Огюст, не в силах больше сдерживаться, забыв о присутствии Октава и Сатюрнена, тотчас же вытащил из кармана смятый листок бумаги и, сунув его под нос Берте, прошипел:
— Это что такое?
Берта не успела даже снять шляпки. Она густо покраснела.
— Это? — сказала она. — Это всего лишь счет.
— Да, счет! И вдобавок за шиньон! Мыслимо ли — за фальшивые волосы! Будто у вас уже нет своих волос на голове! Но дело не в них. Вы оплатили этот счет; скажите, из каких денег вы его оплатили?
Молодая женщина, все более и более приходя в замешательство, ответила наконец:
— Из своих денег, разумеется!
— Из своих денег! Но ведь у вас их нет. Значит, их вам кто-нибудь дал или вы взяли их здесь… И вообще, имейте в виду, — я знаю все, вы делаете долги… Я готов сносить любые ваши капризы, но долгов я не потерплю, слышите? Не потерплю долгов! Ни в коем случае!

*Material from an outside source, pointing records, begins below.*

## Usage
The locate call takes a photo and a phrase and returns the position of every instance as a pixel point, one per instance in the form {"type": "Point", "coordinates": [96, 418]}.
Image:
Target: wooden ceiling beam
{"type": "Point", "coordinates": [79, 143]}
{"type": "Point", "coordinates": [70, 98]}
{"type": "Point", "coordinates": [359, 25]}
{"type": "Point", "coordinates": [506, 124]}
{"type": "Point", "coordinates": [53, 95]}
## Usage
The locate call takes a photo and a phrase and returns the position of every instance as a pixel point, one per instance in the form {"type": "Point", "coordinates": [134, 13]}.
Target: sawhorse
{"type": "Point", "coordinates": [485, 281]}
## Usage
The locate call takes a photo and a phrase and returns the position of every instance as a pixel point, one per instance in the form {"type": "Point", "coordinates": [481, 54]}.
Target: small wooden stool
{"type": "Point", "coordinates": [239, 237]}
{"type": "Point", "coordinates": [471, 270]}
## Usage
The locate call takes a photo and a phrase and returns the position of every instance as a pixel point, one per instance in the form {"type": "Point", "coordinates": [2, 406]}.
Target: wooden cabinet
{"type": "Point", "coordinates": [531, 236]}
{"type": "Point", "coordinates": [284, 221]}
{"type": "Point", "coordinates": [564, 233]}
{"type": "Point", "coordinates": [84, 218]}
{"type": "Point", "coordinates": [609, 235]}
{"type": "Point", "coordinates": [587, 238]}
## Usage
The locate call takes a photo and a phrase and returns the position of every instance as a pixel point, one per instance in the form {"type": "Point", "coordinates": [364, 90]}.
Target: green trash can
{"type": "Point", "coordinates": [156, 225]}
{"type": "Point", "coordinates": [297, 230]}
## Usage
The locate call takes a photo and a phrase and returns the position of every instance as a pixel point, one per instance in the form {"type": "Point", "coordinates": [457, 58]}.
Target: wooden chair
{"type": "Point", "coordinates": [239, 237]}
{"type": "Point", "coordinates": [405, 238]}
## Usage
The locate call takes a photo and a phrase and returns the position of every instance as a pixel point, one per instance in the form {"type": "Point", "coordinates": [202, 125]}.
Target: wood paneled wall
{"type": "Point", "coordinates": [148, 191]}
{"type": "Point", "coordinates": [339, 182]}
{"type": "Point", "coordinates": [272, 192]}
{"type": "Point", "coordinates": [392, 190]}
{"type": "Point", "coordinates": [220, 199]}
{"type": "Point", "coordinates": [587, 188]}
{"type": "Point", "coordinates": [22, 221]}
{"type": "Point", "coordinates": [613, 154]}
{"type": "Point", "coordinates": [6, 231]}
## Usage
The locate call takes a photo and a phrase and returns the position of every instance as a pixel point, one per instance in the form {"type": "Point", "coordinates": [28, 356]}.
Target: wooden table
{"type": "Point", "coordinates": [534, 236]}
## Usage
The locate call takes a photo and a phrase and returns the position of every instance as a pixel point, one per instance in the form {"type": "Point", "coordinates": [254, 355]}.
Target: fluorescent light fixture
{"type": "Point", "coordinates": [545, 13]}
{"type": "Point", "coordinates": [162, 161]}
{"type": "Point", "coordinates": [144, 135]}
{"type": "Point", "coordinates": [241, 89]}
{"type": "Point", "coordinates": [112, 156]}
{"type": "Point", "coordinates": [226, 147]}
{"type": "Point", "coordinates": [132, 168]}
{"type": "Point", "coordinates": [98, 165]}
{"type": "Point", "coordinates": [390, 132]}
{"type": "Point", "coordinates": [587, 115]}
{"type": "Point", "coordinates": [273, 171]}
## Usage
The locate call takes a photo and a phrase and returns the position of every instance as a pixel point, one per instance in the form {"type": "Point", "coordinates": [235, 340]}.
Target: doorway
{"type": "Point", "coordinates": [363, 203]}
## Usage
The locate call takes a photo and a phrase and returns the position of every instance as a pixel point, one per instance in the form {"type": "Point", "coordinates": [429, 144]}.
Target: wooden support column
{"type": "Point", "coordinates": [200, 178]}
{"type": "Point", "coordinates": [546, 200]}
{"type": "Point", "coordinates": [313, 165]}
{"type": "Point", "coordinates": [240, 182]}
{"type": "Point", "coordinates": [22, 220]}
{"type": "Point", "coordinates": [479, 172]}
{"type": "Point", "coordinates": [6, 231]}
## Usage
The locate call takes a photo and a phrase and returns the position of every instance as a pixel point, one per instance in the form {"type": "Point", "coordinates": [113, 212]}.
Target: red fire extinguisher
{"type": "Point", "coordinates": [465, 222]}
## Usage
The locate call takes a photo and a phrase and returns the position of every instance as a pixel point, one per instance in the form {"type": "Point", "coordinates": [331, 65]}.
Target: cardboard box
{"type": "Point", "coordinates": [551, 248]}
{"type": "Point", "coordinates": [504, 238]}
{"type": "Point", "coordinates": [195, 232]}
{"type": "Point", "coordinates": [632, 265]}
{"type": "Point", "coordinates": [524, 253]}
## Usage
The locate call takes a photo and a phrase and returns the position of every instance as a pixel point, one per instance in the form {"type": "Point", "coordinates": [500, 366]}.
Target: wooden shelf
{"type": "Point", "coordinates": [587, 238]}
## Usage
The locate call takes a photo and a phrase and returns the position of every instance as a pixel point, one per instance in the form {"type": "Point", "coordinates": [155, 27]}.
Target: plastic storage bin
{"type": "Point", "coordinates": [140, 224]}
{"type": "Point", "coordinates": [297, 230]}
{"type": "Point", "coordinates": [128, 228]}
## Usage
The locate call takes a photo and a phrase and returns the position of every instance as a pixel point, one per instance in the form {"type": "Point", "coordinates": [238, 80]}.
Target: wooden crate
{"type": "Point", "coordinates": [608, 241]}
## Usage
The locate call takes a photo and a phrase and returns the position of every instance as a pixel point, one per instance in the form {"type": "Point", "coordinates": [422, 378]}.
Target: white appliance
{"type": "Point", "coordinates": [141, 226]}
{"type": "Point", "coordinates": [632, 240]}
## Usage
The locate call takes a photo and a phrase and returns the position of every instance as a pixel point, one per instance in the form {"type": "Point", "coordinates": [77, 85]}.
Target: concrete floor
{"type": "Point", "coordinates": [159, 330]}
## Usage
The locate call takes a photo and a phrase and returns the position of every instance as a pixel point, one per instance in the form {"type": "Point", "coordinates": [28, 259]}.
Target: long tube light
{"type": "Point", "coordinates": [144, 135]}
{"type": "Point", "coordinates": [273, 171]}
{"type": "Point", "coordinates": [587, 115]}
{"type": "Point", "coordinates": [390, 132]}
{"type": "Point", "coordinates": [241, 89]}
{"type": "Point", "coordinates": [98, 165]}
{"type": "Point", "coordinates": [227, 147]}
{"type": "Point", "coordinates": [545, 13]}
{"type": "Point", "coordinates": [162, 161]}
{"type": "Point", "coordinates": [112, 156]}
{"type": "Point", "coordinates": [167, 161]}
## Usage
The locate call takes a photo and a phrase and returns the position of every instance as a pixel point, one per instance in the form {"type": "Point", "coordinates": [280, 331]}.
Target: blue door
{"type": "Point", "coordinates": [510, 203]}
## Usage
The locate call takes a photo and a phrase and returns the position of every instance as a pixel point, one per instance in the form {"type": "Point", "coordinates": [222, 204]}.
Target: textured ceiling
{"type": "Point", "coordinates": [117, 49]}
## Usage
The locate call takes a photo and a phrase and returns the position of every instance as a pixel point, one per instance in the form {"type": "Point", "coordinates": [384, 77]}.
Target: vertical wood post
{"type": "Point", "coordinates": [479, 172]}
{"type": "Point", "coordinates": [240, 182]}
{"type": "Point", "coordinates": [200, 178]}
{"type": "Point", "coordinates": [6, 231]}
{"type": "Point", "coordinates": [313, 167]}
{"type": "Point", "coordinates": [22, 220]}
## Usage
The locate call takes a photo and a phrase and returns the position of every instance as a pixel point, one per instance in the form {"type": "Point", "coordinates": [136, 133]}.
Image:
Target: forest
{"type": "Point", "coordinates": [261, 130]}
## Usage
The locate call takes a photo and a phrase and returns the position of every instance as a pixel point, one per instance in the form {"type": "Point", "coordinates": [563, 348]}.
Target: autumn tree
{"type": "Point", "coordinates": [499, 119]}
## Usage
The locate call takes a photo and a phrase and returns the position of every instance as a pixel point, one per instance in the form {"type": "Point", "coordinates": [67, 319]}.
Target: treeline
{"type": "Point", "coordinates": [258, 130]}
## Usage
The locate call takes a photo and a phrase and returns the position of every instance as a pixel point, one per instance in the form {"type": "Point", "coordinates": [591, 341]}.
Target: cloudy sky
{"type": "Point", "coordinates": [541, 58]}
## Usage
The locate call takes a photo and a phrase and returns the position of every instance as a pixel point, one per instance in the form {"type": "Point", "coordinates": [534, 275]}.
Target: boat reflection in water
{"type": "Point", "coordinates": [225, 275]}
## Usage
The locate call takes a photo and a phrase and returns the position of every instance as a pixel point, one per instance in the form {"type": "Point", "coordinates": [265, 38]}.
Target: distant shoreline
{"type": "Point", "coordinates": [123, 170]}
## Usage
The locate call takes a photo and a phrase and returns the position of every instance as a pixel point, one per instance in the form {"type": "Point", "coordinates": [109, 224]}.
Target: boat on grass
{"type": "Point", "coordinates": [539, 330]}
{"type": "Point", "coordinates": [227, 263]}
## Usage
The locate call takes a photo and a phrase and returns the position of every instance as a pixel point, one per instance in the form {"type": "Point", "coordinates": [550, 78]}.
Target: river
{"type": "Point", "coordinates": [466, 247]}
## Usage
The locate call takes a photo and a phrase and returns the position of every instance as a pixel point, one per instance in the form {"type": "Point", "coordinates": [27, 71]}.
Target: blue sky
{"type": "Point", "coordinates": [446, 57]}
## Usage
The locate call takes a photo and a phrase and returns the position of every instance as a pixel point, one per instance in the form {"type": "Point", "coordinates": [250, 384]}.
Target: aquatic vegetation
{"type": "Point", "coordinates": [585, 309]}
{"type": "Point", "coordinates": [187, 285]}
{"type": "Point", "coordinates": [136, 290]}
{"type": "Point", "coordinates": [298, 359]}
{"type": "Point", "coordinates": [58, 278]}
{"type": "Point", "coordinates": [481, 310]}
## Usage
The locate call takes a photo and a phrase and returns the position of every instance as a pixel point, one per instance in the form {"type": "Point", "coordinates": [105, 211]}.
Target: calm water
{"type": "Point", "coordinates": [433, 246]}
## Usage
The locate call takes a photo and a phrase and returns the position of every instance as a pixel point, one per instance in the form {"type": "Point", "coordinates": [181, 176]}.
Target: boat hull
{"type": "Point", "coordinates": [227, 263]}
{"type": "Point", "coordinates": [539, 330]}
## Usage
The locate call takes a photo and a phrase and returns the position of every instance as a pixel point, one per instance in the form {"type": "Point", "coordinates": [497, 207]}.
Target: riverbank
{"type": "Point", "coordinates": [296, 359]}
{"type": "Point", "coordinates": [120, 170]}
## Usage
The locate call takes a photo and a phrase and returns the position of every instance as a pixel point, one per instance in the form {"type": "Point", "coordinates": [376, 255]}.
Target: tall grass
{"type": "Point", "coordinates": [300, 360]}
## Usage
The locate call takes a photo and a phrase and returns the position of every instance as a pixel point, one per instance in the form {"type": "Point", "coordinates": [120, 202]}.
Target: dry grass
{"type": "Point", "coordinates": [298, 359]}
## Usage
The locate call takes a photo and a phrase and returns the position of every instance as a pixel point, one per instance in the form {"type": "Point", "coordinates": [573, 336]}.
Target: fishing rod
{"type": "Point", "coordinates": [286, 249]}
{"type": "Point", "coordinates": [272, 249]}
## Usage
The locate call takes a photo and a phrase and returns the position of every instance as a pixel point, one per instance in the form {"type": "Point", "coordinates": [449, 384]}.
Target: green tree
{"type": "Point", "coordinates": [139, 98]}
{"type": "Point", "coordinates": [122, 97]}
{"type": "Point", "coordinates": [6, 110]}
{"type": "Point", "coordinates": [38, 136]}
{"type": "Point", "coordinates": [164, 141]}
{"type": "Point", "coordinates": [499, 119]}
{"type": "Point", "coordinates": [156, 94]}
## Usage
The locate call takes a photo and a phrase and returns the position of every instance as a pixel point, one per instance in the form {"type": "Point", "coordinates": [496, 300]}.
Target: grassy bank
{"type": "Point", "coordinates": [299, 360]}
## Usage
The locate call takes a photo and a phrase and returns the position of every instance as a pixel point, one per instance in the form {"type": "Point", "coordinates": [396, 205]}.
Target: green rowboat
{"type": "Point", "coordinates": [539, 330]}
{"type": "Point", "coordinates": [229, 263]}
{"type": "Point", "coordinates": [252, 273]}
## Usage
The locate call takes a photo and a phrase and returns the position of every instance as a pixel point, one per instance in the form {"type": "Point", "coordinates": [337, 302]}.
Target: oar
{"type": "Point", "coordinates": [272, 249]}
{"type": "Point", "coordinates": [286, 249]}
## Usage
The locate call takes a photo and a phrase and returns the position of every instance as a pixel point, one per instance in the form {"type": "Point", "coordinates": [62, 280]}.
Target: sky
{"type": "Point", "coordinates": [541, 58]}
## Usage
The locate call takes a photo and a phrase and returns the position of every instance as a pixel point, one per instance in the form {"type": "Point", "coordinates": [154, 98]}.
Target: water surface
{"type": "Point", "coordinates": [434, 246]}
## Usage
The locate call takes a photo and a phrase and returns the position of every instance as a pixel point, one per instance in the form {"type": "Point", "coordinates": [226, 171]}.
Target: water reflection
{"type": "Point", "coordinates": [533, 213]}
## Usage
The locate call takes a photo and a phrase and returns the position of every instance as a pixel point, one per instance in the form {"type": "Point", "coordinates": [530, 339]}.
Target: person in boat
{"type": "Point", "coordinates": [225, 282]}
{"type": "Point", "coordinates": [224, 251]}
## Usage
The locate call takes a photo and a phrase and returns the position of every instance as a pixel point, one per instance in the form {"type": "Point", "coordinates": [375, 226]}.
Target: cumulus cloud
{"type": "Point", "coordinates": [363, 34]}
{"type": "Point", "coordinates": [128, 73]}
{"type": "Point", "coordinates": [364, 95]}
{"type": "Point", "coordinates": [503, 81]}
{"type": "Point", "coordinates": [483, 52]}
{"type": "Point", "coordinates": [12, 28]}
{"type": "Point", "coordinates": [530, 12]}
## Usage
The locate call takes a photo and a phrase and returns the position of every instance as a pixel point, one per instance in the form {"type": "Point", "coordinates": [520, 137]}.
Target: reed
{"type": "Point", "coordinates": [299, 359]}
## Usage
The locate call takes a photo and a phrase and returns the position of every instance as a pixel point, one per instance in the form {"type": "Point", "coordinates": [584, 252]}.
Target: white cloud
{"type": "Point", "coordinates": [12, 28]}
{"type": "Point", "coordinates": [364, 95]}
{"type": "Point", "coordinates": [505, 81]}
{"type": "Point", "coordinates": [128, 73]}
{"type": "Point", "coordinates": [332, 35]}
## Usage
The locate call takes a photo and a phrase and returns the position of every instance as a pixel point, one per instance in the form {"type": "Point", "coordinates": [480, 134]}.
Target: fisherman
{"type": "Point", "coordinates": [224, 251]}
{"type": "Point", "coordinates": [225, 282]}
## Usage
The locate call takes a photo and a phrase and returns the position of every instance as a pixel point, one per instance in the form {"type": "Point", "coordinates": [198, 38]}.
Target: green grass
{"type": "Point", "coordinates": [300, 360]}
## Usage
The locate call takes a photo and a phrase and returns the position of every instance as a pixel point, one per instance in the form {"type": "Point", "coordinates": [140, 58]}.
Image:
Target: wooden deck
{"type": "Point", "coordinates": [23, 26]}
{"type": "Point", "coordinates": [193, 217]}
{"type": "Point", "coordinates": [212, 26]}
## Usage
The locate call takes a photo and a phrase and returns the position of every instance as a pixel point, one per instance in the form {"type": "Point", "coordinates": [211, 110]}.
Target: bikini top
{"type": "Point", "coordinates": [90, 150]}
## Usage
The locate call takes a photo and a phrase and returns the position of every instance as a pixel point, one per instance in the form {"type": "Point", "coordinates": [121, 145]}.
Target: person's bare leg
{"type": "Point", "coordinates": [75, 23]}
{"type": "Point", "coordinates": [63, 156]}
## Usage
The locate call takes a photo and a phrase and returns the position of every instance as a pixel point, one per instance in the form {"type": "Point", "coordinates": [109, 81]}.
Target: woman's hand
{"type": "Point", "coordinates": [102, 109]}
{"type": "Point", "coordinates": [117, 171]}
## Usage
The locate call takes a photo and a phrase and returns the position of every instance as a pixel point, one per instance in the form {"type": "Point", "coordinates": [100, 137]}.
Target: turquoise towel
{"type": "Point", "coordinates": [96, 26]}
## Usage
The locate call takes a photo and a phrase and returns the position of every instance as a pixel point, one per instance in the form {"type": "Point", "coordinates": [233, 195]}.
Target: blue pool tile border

Это кричали в нем его панический страх, страх осторожного холостяка перед долгами, его коммерческая честность, заключавшаяся в том, чтобы не иметь кредиторов. Он еще долго отводил душу, попрекая жену постоянными отлучками, беготней по всему Парижу, нарядами, роскошью, на которую у него не было средств. Разве это благоразумно в их положении шататься по улицам до одиннадцати часов вечера в розовых шелках, вышитых белым стеклярусом? С такими вкусами надо выходить замуж, имея за собой тысяч пятьсот приданого. Впрочем, он прекрасно знает, чья тут вина, — вздорной матери, которая обучала дочерей проматывать состояния, не имея даже возможности прикрыть их наготу рубашкой в день свадьбы.
— Не смейте дурно говорить о маме! — подняв голову, воскликнула Берта, выведенная, наконец, из терпения. — Ее не в чем упрекать, она всегда была на высоте… А вот ваша семейка хороша! Люди, которые убили собственного отца!
Октав, казалось, был так занят ярлыками, что ничего не слышал. Однако он следил уголком глаза за ссорой, с особой внимательностью поглядывая на Сатюрнена, который, весь дрожа, перестал протирать зеркало и стоял, сжав кулаки, с пылающими глазами, готовый вцепиться Огюсту в горло.